Currently, I have to try all possible combinations (511 patterns) of 9 explanatory variables using the nominal logistic regression analysis method. It's difficult to do everything manually.
Is there a system in JMP that can select explanatory variables using a best-subset selection procedure like this?
It would be very helpful if you could let me know.

Sincerely.

2 REPLIES 2
Victor_G
Super User

Re: Can I use the best-subset selection procedure to select explanatory variables for nominal logistic regression analysis in JMP?

Hi @ErrorIguanodon1,

 

Welcome in the Community !

 

Maybe you could have a look at the Predictor Screening platform to identify which are the most important variables among the 9 explanatory variables ?
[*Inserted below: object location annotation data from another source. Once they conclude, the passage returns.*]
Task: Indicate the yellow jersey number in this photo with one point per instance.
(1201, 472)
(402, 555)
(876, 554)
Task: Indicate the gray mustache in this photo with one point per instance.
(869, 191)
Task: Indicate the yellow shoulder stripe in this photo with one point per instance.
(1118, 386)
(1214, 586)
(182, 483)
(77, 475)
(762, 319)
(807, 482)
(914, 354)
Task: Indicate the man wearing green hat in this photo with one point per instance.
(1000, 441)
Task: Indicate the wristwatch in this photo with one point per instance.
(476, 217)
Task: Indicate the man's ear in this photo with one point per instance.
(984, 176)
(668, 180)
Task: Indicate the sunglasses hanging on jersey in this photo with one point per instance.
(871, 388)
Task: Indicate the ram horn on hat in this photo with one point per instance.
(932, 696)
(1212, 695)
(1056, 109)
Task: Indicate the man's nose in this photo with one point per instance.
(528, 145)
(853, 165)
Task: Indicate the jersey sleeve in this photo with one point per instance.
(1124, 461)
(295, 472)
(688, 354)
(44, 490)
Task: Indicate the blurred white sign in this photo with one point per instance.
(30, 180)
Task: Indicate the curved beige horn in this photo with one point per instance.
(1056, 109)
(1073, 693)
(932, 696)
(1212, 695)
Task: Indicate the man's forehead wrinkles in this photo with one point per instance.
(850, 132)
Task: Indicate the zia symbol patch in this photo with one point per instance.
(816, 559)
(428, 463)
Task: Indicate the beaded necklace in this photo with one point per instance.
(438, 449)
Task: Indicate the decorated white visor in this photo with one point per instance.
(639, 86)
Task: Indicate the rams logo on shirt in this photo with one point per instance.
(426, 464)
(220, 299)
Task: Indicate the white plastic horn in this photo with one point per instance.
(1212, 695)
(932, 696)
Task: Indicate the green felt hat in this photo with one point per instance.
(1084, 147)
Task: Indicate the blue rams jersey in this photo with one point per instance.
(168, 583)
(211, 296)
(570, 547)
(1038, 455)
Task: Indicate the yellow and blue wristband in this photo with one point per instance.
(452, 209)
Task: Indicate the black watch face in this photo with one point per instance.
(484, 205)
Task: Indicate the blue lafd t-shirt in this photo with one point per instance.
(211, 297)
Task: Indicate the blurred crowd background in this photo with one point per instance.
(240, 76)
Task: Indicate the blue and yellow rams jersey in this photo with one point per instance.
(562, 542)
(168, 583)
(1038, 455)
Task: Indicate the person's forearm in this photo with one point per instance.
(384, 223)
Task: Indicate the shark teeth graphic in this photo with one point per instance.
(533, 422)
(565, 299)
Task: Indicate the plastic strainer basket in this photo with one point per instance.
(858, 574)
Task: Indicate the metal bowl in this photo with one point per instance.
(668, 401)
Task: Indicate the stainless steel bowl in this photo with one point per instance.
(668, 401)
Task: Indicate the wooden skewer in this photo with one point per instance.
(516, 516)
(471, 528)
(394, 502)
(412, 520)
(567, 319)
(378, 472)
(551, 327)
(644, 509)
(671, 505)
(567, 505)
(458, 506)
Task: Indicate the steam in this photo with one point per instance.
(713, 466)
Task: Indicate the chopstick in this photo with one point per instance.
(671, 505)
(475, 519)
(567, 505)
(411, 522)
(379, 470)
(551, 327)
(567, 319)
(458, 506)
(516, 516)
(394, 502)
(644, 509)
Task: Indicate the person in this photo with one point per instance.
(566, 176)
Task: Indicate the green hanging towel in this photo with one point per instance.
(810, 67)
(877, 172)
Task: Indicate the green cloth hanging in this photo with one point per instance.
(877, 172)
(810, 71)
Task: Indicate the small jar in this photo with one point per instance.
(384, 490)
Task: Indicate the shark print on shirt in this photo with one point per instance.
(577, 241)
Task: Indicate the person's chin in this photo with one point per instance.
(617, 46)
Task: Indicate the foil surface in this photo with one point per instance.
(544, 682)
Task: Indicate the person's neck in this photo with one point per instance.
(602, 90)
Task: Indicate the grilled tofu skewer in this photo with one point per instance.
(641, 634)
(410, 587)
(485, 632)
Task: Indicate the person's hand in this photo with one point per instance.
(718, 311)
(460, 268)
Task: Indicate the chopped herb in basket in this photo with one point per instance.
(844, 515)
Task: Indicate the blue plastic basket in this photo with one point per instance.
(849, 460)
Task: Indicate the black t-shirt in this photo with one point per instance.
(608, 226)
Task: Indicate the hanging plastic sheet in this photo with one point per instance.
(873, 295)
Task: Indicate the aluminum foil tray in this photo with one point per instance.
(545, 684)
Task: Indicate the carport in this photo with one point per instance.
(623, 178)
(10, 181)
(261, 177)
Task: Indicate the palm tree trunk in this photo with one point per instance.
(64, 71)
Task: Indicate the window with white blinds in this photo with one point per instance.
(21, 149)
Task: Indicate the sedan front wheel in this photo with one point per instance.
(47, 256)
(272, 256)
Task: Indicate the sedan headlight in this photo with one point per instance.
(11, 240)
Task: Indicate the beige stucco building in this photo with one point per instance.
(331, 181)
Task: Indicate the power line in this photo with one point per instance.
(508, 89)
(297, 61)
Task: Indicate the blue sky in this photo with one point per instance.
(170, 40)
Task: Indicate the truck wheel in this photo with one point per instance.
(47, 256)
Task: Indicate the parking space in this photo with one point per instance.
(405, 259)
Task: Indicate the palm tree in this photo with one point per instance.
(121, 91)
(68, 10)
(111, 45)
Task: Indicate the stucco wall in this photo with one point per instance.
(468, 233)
Also the Stepwise Regression Models available in the platform "Fit Model" may be helpful to explore the most influential variables on the response (a "data mining" approach to select the most influential terms in the model for observational data). 

Finally, some other models may be interesting to look at if you have JMP Pro to do some exploratory modeling, for example the Bootstrap Forest.

 

I hope this answer will help you,

 

Victor GUILLER

"It is not unusual for a well-designed experiment to analyze itself" (Box, Hunter and Hunter)

Re: Can I use the best-subset selection procedure to select explanatory variables for nominal logistic regression analysis in JMP?

To answer your specific question, Select Analyze > Fit Model, then change the fitting Personality to Generalized Regression. It offers many methods for model selection, including the best subset.